While table tennis is easily accessible to the masses because it’s cheap, tennis is very much an aspirational sport for China’s emerging middle class with disposable income. For example, it will cost $3 an hour to rent a table tennis court for an hour in Beijing, compared to $15 for a tennis court.
However, with a population of 1.3 billion, competition in China is strong and playing sports “is a way for many families to have their kids do something important,” said Salkeld.
Li joined the state-sponsored sports system in Wuhan when she was aged five. It was so rigid, she would occasionally cry herself to sleep at night.
“From the age of 11, I’d be hearing a coach behind me yelling, ‘Stupid,’ or ‘Are you a pig?'” Li wrote in her autobiography “Playing Myself.”

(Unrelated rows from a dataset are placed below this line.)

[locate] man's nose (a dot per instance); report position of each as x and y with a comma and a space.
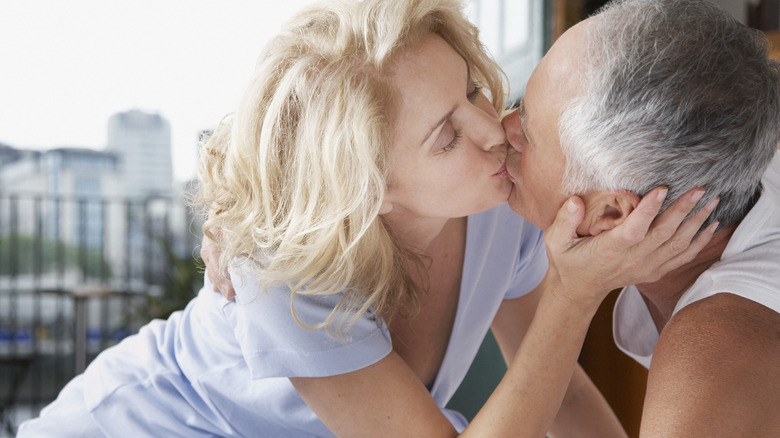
514, 129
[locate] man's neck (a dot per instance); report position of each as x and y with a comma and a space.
662, 296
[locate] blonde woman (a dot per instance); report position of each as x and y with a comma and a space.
359, 196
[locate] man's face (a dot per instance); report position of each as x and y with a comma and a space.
536, 162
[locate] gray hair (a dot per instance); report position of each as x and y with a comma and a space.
677, 93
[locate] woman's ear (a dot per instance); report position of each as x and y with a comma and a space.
604, 210
386, 207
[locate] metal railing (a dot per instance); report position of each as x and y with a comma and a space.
77, 275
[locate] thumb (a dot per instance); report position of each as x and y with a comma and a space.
564, 230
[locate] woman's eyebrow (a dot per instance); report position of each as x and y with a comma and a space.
451, 111
439, 123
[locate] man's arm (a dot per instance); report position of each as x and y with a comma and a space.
584, 411
716, 372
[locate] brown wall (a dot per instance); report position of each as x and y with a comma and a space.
618, 377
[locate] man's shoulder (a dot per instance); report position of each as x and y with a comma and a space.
714, 371
722, 325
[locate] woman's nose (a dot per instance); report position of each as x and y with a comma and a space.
491, 133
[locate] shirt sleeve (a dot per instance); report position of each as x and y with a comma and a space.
275, 345
531, 262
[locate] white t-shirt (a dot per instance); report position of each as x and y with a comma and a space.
749, 267
221, 367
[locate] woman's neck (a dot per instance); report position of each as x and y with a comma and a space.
416, 233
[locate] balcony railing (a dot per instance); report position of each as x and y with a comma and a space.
77, 275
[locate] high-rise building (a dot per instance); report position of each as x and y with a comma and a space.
142, 141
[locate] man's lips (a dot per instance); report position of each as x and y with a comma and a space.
502, 173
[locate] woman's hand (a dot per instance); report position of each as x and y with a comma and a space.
643, 248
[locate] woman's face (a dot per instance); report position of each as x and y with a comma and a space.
449, 149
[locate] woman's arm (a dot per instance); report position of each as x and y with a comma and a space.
387, 399
584, 412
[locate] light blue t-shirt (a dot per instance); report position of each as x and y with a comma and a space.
221, 368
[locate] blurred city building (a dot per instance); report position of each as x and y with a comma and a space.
142, 141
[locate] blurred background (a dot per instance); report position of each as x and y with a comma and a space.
102, 104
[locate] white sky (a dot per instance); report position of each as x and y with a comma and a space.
67, 66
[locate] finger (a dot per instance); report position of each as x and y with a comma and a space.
564, 229
691, 251
683, 242
668, 222
637, 224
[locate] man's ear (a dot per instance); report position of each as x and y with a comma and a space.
604, 210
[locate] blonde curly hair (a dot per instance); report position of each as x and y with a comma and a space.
295, 178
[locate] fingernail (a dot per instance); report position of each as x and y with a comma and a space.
713, 227
711, 205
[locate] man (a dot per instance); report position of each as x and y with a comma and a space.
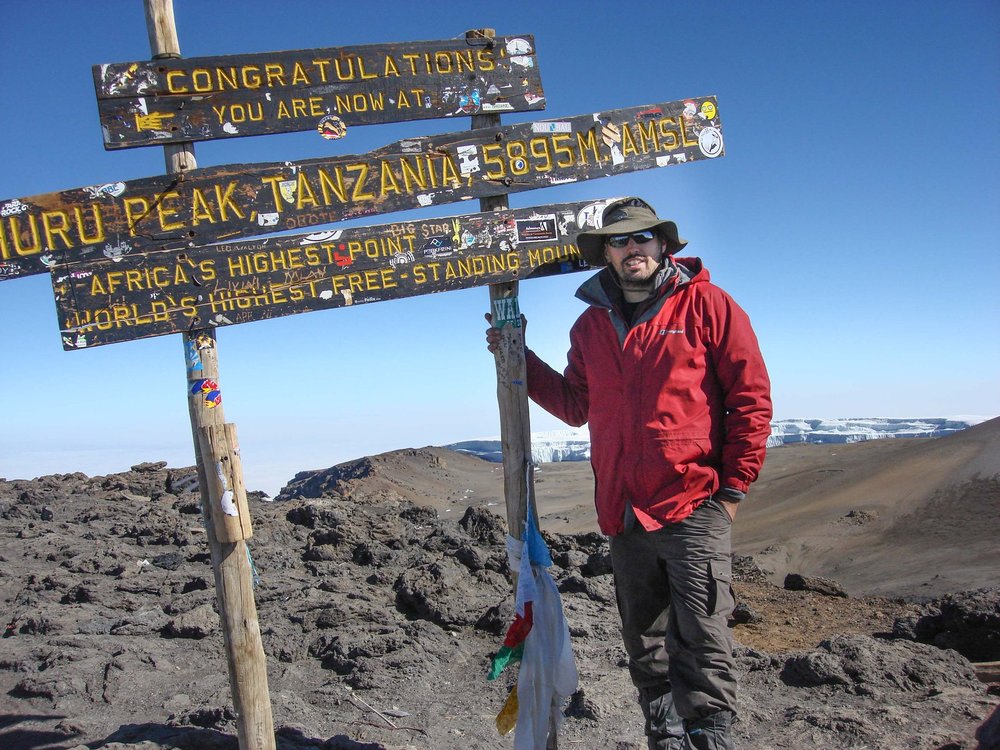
667, 371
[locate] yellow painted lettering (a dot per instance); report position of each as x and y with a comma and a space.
359, 183
166, 211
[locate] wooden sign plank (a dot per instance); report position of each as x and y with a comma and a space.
104, 301
241, 200
153, 103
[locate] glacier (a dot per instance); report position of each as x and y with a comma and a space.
573, 444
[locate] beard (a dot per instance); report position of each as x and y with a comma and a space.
636, 279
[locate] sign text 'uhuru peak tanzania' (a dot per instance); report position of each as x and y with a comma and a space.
221, 203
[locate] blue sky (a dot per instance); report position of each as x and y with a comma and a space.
854, 216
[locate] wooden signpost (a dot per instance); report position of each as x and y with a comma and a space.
241, 200
151, 103
105, 301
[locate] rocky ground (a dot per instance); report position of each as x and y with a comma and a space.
379, 617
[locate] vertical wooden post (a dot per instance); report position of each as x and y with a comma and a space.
216, 451
512, 391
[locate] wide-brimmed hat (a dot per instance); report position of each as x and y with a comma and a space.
624, 216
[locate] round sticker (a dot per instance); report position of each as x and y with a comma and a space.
332, 128
710, 142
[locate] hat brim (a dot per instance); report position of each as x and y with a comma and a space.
591, 242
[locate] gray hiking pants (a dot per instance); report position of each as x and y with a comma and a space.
674, 591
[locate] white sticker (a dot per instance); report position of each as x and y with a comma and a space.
551, 127
710, 142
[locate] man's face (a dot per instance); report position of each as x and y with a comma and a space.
634, 257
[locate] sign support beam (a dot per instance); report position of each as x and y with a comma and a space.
512, 389
230, 558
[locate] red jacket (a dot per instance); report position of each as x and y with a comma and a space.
679, 404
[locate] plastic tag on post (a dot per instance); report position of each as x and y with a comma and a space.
506, 312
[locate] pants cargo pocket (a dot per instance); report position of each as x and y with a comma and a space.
722, 598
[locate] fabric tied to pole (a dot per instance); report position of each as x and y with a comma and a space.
548, 671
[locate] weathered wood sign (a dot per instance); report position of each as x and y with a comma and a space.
241, 200
104, 301
155, 102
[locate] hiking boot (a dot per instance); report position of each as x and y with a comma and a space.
712, 732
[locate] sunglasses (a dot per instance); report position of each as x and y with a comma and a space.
621, 240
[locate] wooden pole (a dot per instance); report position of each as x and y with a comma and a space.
220, 478
512, 391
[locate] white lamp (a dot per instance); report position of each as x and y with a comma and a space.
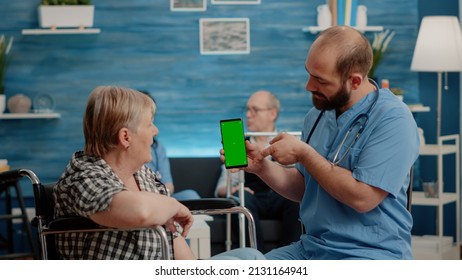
438, 49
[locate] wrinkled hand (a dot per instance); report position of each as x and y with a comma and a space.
285, 149
183, 217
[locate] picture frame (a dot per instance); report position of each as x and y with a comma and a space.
224, 36
236, 2
188, 5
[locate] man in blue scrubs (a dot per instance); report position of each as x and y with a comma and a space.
359, 144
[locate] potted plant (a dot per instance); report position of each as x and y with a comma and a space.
398, 92
5, 48
65, 13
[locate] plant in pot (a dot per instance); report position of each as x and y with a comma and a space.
66, 13
6, 44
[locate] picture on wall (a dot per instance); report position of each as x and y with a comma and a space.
235, 2
224, 35
188, 5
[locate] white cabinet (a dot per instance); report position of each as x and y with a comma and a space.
438, 247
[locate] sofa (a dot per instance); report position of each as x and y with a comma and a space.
201, 174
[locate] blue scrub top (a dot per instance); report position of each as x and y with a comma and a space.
382, 157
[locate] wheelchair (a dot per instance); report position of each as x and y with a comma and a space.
48, 226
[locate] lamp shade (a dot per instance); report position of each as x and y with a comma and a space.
439, 45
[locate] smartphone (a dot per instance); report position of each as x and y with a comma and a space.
233, 140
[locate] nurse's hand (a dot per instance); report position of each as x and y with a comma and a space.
285, 149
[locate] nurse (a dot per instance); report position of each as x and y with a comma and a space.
353, 166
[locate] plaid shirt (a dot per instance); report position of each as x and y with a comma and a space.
87, 186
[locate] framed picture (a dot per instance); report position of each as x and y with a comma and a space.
235, 2
224, 35
188, 5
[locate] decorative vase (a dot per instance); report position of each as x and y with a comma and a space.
361, 16
2, 103
19, 104
324, 18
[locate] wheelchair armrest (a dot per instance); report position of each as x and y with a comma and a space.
72, 223
209, 203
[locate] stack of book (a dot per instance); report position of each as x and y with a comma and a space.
343, 12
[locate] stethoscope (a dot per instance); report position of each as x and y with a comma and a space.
360, 120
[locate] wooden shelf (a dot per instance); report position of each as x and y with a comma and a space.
434, 149
415, 108
418, 198
316, 29
13, 116
64, 31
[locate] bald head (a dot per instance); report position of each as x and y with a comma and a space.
267, 98
351, 49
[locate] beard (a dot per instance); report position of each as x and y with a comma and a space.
339, 100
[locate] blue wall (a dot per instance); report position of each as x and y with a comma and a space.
145, 45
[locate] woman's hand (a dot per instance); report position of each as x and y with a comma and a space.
183, 217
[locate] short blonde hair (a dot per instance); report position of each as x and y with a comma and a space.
108, 110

After the Beijing Olympics, the Chinese Tennis Association (CTA) relaxed some of its strict rules and allowed a few older players — including Li and former US Open semifinalist Peng Shuai — to set their own tournament schedules and choose their own coaches.
Instead of handing over 65% of all earnings, they were allowed to keep about 90% of it but would have to pay for their travel and coach.
It is perhaps no surprise all three Chinese women ranked inside the top 100 — Zhang, 70th-ranked Wang Qiang and 79th-ranked Zheng Saisai – all hail from the municipality of Tianjin in northeastern China.
‘Good environment’
The Tianjin system gives players more flexibility than in other areas in China in the way they train and which coaches they can use.
“Everybody is really positive, we cheer for each other,” said Zheng, China’s third-highest ranked player who is coached by former Italian pro Roberto Antonini. “Whoever has a good result, we support. This is a really good environment.”
Zheng, 22, was one of five Chinese players handed a wild card by Wuhan Open organizers.
The 27-year-old Zhang, the daughter of a soccer player father and basketball player mother, is having a breakthrough year. Having never won a grand slam singles match before, she reached the Australian Open quarterfinals as a qualifier a few months after contemplating retirement.
Dozens of Chinese fans in Wuhan watched Zhang’s practice session before her match against Konta, snapping pictures on their phones.
Zhang said she doesn’t mind the extra attention and comparisons with Li Na.
“I don’t feel so much pressure,” she said. “I like to play in China very much. A few years ago, we didn’t have the chance to play big tournaments at home.
“Now we are very lucky to get some wild cards. The young players have a chance to play big tournaments, they can watch how the top players play.”